La mi-mars est maudite pour l’extrême ouest de l’Europe. Le 16 mars 1967, le Torrey Canyon s’échouait sur le récif des Seven Stones dans le Land’s End anglais et le 10 avril la marée noire atteignait le Cotentin et surtout le Finistère. Dans la nuit du 18 mars 1978, l’Amoco Cadiz s’échouait sur la Bretagne.
Les naufrages du Tanio, du Boehlen, de l’Olympic Bravery, l’avarie de l’Amazzone (liste non exhaustive) complètent la série noire. Ces catastrophes maritimes ont généré environ 300.000 tonnes de déchets liquides ou pâteux souillés aux hydrocarbures. La plupart de ces déchets -hors les exportations vers l’estuaire de la Seine, Saint-Nazaire, la Rochelle, la région parisienne, et peut-être Marseille- sont restés sur place et décorent le Finistère et les Côtes d’Armor d’un ruban noir soigneusement dissimulé. (Suite du communiqué après la carte)

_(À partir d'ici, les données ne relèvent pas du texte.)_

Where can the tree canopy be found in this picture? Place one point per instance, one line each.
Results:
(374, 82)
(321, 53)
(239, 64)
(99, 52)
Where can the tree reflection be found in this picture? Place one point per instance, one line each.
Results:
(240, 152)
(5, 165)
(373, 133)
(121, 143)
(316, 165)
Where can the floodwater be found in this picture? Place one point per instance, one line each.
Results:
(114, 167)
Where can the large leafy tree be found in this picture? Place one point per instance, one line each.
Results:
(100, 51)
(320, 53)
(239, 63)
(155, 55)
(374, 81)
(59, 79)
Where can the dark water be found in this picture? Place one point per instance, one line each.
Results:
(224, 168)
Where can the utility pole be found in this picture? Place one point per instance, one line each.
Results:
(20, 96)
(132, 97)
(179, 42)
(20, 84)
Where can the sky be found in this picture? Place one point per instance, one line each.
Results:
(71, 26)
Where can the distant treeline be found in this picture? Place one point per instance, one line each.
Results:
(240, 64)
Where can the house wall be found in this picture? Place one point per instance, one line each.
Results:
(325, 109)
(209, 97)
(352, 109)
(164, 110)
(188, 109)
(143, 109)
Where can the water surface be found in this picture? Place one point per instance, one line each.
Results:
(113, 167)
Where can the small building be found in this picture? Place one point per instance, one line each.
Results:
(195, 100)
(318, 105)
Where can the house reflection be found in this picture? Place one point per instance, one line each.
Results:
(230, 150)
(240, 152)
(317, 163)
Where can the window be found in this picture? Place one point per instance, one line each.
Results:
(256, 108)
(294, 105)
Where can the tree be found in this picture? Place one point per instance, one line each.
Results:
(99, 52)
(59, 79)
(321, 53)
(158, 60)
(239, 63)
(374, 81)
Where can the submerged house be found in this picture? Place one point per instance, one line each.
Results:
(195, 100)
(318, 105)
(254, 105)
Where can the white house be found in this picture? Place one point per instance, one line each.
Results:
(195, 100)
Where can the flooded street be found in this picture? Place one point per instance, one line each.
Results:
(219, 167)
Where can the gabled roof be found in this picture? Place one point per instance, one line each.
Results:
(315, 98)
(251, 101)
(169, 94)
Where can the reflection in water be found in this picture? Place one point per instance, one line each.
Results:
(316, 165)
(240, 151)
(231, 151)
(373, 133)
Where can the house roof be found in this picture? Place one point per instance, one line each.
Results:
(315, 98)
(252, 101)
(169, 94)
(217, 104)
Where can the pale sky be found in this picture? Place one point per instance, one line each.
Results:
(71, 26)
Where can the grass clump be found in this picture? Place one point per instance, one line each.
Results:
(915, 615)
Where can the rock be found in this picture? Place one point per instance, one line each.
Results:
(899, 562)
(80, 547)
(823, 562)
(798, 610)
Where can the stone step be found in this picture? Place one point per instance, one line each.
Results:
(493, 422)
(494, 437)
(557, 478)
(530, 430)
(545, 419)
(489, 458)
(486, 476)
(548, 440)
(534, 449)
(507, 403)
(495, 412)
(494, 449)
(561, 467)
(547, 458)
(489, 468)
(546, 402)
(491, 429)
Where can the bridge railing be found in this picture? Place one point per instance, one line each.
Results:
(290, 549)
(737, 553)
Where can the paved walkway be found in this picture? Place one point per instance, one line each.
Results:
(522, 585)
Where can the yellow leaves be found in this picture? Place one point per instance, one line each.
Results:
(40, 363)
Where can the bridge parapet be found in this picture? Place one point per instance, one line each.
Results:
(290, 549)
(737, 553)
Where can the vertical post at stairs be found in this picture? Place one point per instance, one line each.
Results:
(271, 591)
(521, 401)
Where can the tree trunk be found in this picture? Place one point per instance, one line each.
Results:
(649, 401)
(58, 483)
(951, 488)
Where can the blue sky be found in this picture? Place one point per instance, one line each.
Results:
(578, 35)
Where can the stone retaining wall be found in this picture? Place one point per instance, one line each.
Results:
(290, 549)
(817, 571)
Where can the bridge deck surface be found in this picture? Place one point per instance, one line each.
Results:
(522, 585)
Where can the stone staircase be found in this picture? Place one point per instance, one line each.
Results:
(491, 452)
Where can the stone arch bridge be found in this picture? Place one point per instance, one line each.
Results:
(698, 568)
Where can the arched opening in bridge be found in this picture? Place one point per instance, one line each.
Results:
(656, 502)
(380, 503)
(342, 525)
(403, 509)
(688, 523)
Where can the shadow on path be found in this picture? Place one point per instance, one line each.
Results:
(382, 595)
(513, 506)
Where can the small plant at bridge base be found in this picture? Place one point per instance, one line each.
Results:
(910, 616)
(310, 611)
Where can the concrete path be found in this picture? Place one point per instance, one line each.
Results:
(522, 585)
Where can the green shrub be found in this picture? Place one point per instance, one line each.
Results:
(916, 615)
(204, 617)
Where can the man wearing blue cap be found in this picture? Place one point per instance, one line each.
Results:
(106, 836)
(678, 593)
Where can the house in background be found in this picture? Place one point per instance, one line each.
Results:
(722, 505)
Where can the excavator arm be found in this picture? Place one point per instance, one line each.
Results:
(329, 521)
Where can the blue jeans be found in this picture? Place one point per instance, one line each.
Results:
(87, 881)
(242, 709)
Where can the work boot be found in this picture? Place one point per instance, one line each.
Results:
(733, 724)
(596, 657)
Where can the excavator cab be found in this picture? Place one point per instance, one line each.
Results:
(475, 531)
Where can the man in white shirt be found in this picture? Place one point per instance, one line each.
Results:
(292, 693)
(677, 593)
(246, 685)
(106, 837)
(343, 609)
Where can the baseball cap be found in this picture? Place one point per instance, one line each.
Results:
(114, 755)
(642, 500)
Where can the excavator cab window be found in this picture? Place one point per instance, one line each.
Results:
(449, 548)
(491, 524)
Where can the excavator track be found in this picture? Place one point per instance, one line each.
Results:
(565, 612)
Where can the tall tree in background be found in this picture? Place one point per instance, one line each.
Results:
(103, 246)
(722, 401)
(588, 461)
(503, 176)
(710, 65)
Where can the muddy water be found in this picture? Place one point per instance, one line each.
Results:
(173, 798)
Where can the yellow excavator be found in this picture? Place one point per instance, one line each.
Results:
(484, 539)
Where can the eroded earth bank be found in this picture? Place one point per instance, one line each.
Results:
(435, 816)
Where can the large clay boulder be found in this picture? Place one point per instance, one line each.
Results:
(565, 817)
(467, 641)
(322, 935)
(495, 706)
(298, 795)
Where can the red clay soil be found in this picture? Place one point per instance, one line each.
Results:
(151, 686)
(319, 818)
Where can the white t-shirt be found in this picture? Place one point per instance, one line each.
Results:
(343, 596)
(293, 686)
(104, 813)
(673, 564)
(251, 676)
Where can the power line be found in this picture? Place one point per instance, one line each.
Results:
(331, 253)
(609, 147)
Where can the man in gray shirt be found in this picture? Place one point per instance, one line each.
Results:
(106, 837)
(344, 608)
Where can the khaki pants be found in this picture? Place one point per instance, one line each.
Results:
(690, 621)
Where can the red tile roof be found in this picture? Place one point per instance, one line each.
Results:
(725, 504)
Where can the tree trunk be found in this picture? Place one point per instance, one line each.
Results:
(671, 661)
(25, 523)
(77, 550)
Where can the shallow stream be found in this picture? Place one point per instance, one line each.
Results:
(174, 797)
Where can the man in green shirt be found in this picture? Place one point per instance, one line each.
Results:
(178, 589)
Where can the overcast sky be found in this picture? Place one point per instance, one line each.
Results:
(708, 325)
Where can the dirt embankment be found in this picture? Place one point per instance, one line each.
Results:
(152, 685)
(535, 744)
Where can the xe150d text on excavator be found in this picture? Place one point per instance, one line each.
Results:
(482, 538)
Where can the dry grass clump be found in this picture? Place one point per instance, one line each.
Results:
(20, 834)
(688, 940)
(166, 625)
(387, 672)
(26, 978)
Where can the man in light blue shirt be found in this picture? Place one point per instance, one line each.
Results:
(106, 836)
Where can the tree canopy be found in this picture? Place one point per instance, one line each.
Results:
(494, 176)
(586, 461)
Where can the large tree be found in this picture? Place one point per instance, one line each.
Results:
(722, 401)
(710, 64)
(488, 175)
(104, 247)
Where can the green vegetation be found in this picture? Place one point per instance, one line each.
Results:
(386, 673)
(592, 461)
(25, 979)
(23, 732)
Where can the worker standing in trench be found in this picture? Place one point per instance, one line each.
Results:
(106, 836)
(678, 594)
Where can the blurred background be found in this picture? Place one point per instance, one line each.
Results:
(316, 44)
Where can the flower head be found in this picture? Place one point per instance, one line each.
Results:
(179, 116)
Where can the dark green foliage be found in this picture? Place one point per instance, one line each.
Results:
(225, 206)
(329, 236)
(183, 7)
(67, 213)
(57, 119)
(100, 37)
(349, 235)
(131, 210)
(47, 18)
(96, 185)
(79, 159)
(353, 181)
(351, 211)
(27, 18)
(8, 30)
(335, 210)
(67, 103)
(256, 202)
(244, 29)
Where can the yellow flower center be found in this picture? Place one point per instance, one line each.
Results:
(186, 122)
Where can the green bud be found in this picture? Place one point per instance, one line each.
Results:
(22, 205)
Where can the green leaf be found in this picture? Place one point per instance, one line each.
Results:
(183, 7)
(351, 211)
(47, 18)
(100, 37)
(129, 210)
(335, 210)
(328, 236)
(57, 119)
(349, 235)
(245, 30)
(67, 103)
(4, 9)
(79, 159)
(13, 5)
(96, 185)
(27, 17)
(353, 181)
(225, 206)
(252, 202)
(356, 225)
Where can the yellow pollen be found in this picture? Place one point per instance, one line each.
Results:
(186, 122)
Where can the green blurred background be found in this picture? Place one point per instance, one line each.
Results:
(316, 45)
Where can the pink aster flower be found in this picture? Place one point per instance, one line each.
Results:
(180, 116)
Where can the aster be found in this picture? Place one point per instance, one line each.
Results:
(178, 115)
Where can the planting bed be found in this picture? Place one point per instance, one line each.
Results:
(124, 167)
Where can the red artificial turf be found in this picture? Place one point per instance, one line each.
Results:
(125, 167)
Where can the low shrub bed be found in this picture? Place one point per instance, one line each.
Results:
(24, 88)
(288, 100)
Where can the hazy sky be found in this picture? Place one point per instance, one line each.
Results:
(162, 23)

La gestion des déchets de marée noire ou d’autres résidus d’accidents maritimes a toujours été pour l’association Robin des Bois un sujet majeur de préoccupation. Après le naufrage de l’Erika, Robin des Bois a fortement contribué au regroupement des déchets et au suivi de leur traitement. Dans les quelques semaines qui ont suivi cette catastrophe, Robin des Bois a été destinataire de plusieurs documents officiels témoignant des recherches de l’administration pour retrouver les sites oubliés de stockage provisoire des déchets des marées noires antérieures. Le Comité Interministériel d’Aménagement et de Développement du Territoire a décidé fin février 2000 à Nantes d’attribuer 20 millions de francs (plus de 3 millions d’euros) pour consolider et compléter l’inventaire -tous les sites ne sont pas connus-, initier des campagnes de surveillance environnementale des sites et si nécessaire réaliser des travaux de mise en sécurité ou de transfert des déchets. A cause des tergiversations du Ministère de l’Environnement de l’époque et aussi à cause des inquiétudes et des dénégations des élus bretons, ces 20 millions de francs n’ont pas été utilisés à cet effet. (Cf. la lettre de la DRIRE Bretagne à Robin des Bois en date du 12 mars 2003). Seul le site de la Rochelle a été entièrement purgé. Malgré de nombreux et réguliers courriers adressés aux maires et services de l’Etat concernés, rien n’a bougé depuis.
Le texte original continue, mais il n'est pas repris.